I cannot and will not speak for anyone but myself here. (at least not on purpose, please keep it in mind. I'm a jerk but for benevolent deity's sake, I try...)
I love my girlfriend. She makes me smile, and she makes me laugh. Sometimes she makes me think, sometimes she makes me question her sanity. She does for me what others don't, and indeed can't. I would like to think that I do the same for her. It becomes less about limiting yourself, less about stifling your love life, and more about realizing that nobody does for you what they do for you. If you need two girls/guys to satisfy you (as more than just a fantasy or an experiment) then are either of them truly any good for you?
I could never let anyone else get with my girlfriend. It completely undermines me. If she needs another person, then I am not good enough as I am, something about me either doesn't satisfy her or annoys her enough to look elsewhere. That, and I don't truly deserve her if I cannot make her happy. She shouldn't need anyone else for anything romantic if I am doing a good job.

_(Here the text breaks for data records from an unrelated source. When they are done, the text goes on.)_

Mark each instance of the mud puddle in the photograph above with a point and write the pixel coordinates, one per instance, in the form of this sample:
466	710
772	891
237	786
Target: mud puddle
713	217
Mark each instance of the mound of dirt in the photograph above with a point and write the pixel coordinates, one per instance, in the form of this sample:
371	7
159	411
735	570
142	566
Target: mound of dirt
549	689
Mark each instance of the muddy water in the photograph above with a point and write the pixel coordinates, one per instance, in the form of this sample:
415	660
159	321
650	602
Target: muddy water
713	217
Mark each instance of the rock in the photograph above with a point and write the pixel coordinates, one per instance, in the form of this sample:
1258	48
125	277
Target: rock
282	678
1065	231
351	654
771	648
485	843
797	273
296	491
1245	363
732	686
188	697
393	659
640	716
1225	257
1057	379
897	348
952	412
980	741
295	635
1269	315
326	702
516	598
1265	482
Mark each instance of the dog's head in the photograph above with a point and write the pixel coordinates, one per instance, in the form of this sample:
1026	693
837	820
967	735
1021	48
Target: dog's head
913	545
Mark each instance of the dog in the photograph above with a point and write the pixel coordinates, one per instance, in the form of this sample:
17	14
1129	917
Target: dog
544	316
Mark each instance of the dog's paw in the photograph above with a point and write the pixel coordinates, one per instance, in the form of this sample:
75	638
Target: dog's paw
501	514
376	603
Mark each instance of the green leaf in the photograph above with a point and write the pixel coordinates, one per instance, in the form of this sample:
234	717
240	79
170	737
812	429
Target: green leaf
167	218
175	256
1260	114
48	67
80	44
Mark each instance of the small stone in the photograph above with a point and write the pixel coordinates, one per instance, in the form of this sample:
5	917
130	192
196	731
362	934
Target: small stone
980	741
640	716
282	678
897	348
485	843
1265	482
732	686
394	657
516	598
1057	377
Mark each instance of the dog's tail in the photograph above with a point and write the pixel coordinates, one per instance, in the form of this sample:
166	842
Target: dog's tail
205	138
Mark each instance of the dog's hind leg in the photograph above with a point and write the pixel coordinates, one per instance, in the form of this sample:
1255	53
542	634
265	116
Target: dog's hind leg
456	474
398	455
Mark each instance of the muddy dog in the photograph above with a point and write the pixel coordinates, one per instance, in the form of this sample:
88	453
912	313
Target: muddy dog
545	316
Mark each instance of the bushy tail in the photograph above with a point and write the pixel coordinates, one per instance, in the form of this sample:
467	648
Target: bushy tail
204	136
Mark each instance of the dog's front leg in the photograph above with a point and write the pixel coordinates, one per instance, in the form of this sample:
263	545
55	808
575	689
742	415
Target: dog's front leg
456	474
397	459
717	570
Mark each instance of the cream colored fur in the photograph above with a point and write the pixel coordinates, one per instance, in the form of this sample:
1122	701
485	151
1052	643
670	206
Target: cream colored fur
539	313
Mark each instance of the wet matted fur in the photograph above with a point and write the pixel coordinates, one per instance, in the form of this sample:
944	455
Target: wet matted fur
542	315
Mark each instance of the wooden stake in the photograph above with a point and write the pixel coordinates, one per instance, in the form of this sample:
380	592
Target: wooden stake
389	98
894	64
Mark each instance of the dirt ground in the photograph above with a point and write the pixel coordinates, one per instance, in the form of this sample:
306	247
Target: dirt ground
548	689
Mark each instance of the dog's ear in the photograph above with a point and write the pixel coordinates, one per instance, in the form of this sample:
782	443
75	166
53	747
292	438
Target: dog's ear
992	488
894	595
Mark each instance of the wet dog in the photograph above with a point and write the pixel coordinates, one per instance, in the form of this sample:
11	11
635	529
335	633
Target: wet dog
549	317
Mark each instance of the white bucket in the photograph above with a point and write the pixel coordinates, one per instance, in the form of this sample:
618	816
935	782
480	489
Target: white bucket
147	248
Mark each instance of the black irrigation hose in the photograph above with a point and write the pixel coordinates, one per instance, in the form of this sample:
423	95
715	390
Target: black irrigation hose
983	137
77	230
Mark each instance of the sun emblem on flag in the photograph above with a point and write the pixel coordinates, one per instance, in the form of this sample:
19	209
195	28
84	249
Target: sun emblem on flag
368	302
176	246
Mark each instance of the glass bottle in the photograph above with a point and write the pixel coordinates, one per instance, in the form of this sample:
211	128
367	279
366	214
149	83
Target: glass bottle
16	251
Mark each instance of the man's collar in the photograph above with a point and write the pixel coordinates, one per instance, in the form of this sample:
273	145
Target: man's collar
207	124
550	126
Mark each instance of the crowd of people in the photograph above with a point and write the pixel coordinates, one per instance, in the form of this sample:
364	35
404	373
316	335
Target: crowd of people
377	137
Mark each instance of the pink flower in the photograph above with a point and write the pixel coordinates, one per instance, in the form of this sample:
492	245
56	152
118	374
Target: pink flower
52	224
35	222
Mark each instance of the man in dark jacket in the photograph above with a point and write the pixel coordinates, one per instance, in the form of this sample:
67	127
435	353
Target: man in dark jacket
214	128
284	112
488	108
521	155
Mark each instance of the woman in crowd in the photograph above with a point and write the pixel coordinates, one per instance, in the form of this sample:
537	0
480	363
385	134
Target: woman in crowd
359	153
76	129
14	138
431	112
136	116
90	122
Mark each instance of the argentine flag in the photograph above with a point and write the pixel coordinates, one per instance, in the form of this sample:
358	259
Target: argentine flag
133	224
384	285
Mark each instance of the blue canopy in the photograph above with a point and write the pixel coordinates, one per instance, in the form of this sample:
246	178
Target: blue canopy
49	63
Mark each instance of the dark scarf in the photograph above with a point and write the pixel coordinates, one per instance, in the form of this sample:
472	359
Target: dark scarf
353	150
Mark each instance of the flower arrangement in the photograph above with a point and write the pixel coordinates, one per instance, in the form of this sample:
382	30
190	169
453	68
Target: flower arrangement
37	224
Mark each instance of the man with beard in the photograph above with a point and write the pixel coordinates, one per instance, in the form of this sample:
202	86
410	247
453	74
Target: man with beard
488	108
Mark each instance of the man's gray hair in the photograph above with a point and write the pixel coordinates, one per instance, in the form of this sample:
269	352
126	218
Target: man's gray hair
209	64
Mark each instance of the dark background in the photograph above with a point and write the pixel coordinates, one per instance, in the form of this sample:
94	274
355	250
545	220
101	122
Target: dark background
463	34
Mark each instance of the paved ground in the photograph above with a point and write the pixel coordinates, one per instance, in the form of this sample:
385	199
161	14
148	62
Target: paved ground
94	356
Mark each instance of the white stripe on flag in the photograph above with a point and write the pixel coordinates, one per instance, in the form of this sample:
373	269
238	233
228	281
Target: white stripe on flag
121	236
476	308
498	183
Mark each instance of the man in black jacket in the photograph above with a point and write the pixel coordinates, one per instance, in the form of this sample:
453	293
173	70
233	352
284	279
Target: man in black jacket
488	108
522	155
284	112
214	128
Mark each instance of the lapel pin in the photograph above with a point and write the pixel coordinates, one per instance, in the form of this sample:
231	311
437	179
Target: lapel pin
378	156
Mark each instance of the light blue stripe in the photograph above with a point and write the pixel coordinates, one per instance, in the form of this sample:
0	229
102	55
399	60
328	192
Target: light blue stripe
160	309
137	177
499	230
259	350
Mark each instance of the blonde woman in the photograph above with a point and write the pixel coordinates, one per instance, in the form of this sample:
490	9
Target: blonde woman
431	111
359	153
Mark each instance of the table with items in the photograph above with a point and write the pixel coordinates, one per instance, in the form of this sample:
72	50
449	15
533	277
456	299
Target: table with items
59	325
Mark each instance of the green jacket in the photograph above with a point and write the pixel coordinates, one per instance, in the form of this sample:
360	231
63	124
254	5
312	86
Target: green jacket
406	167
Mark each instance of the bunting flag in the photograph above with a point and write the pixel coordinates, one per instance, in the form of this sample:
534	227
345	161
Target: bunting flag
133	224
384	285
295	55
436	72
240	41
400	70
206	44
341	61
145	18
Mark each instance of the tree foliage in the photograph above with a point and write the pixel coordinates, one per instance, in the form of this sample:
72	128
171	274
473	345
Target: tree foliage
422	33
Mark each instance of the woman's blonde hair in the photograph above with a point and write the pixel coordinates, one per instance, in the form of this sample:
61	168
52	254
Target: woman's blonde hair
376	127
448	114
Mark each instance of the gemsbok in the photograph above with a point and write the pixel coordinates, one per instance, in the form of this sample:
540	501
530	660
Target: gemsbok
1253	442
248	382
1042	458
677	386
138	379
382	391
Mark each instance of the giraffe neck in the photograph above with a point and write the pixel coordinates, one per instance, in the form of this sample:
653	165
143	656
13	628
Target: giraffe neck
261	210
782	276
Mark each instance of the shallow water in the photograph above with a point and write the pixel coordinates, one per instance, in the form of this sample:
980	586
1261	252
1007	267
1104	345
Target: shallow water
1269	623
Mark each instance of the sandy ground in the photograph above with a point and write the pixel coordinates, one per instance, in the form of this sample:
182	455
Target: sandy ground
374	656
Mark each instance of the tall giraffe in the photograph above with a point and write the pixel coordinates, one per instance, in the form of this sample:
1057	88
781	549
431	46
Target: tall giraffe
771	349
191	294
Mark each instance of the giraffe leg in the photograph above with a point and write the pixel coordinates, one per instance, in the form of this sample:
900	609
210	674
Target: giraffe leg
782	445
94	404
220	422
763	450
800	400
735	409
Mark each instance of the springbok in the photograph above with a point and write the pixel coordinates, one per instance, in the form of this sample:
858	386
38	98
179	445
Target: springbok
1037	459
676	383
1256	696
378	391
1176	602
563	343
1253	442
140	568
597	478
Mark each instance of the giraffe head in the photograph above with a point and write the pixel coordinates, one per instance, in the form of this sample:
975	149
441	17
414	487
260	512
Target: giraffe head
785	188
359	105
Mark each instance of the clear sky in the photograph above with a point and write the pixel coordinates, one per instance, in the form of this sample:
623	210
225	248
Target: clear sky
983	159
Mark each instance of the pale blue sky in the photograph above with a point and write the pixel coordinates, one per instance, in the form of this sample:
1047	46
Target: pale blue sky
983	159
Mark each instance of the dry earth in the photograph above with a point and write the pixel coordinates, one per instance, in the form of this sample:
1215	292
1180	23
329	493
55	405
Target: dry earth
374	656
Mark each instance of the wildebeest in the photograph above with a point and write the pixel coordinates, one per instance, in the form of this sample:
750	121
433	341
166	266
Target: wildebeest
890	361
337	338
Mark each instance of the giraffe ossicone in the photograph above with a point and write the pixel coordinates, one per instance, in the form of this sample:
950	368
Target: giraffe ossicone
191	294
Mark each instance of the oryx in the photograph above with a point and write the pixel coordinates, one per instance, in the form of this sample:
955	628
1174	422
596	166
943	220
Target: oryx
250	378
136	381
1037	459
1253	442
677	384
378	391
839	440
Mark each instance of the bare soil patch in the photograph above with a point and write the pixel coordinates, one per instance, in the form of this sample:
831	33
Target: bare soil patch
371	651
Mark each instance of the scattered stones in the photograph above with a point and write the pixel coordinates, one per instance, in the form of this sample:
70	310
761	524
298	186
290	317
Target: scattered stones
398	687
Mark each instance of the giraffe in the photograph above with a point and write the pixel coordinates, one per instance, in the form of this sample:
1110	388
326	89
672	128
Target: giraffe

Even on the primal level, normal intercourse to create a child can only be had by two people, unless you take turns. That is, in my thinking, why most people only have one mate, and why our society (at least where I come from) frowns upon polygamy. I have no problem with it, and have had many a daydream, but I just can't imagine caring for anyone else the way I care for my girl. Also, for every extra mate you take, that's one more fish you take from the metaphorical sea. Does one less person finds happiness because you took on an extra mate? I dont know, but I have no interest in finding out.